Hello! I’m a PhD candidate in Sociology at the Geneva Graduate Institute. My research agenda lies at the intersection of Environmental, Transnational, and Economic Sociologies. Conceptually, I’m interested in how environmental and redistributive policies emerge, gain support, and are contested in the Global South. Methodologically, I rely on various qualitative, quantitative, and computational methods such as in-depth interviews, surveys, text-as-data, and web-scrapping, among others.

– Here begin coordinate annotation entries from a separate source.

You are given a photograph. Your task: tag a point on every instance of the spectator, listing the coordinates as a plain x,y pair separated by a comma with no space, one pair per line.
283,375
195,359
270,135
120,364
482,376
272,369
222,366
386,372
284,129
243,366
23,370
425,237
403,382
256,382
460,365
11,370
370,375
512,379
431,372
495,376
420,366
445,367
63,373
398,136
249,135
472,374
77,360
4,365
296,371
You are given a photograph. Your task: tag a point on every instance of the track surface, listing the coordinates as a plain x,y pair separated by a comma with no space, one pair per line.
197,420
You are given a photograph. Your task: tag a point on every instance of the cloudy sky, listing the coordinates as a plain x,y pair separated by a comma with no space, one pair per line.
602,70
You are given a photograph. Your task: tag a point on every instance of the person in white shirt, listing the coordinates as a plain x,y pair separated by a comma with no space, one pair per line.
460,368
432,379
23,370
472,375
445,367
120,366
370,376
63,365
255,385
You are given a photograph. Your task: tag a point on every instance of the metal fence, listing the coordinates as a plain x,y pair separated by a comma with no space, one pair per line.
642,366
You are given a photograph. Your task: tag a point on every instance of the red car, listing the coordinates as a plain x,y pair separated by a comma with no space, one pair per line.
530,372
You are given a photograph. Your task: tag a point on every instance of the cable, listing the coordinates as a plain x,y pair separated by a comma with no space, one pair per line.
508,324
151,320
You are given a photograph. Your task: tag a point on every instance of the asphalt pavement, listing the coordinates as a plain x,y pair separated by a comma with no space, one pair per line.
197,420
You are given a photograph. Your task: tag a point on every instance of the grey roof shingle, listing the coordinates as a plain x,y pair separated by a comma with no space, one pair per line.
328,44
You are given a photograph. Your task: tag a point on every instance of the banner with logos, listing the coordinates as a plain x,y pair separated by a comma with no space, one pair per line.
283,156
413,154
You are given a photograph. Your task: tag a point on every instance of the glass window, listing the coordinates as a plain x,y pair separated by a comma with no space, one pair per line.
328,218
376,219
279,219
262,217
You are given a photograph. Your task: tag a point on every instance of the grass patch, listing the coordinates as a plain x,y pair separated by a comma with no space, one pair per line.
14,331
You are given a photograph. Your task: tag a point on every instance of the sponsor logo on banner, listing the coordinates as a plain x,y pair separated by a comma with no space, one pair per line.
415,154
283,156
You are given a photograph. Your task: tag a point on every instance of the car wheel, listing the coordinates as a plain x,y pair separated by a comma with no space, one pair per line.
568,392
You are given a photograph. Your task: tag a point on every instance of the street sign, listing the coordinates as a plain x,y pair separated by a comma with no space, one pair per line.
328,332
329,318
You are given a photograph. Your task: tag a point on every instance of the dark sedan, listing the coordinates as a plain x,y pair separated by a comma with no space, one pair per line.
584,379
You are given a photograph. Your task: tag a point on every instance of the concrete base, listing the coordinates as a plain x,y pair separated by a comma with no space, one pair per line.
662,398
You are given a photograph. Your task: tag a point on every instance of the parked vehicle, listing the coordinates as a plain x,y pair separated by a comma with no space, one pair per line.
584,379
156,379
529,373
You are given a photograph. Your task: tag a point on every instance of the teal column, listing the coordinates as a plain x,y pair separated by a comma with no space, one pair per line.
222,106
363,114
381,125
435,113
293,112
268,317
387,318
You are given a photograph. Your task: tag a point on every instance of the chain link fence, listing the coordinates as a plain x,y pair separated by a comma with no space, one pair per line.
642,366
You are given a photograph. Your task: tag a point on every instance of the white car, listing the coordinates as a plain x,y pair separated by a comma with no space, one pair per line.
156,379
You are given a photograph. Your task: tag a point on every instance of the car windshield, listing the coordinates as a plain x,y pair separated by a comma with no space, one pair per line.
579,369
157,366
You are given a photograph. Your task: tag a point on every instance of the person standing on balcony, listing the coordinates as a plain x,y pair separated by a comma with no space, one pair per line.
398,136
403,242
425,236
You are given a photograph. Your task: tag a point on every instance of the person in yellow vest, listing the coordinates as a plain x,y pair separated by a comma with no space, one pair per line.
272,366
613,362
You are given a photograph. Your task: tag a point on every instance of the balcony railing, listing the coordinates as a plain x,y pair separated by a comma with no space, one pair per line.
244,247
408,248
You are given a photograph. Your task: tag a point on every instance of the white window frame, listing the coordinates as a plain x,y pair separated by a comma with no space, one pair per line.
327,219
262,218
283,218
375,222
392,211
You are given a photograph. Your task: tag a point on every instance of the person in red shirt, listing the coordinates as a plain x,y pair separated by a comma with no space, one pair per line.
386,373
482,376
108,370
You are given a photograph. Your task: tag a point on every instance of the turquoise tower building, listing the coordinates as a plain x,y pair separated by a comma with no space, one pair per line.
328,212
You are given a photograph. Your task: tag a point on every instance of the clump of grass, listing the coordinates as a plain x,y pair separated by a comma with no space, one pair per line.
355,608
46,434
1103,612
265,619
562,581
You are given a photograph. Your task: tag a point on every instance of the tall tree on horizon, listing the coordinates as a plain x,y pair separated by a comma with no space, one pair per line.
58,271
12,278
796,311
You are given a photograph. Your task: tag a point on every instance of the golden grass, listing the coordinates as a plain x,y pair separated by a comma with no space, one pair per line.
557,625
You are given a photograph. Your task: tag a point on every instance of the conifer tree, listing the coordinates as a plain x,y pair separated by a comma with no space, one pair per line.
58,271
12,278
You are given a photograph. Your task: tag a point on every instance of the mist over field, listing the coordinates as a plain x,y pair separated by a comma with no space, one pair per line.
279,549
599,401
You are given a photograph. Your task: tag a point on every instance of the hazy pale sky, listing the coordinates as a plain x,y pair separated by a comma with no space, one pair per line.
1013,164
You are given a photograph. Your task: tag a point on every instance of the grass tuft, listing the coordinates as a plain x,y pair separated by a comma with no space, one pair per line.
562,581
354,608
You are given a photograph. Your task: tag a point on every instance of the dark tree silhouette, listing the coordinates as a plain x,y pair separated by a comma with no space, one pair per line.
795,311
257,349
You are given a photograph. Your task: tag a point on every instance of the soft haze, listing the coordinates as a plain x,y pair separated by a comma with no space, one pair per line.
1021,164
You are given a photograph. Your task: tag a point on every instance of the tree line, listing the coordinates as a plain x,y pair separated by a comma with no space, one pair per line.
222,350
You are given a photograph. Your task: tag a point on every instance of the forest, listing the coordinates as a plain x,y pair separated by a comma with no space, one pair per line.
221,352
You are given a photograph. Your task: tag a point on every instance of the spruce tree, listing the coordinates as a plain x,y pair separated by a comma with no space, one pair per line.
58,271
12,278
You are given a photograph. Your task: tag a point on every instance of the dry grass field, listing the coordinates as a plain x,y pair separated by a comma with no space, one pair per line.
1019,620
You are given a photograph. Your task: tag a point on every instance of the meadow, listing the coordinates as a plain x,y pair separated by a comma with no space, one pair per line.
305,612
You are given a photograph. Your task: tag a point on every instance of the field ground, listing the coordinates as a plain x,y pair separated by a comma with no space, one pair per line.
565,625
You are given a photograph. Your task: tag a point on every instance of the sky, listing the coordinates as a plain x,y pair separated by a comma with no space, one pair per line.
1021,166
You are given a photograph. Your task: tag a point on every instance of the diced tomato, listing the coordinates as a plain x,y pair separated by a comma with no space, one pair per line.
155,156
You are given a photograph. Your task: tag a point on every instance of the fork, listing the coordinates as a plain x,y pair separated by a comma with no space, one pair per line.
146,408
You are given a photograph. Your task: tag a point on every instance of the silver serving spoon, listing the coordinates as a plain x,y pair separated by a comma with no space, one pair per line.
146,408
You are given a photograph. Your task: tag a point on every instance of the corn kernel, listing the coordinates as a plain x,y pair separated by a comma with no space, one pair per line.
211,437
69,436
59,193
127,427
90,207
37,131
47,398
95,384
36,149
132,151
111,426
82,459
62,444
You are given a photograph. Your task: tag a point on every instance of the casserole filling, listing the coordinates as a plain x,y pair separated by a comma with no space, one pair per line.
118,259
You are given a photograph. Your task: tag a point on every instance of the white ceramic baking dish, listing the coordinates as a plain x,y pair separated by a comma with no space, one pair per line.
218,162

My dissertation and book project, entitled “The Amazon as a Carbon Sink: how transnationalism makes and brakes climate change policy in Rainforest States?”, explores the transnational and domestic origins of effective climate mitigation policies in rainforest states. This project relies on (i) in-depth interviews with policy elites, (ii) a novel grant-level dataset on the financial income of diverse policy organisations scraped from multiple sources, and (iii) archival work to process-trace the emergence and dismantling of deforestation policies in Brazil from 1985 to 2022. Empirically, I demonstrate how effective climate mitigation policy in Brazil was triggered by a group of transnationally connected technocrats, who developed policy solutions for climate change outside the state. They exploited a unique opportunity to implement these policies unilaterally, leading to a re-organisation of rural elites in Brazil. Theoretically, I combine political economy and sociology to provide a theory of climate regimes in rainforest states. My theory posits four ideal types of climate regimes depending on (i) the strength of transnational environmental policy networks within government and (ii) the elite support and mobilisation of opposing coalitions.
I also work as research assistant for Prof. Graziella Moraes Silva, in a Swiss National Science Foundation sponsored project entitled "Fear and Trust in Unequal Democracies: Elites and the Politics of Redistribution in the Global South" . In this project, we inquire how elites shape the politics of redistribution through two rounds of an original survey with random samples of CEOs, congresspeople, and high-level civil servants in Brazil and South Africa. Building on theories of elites and inequality, we posit a model that ties elite’s fear of the negative externalities of inequality and their trust in markets and voters, to how they yield power in support or against redistributive policies. The results of this research are being transformed in a book manuscript.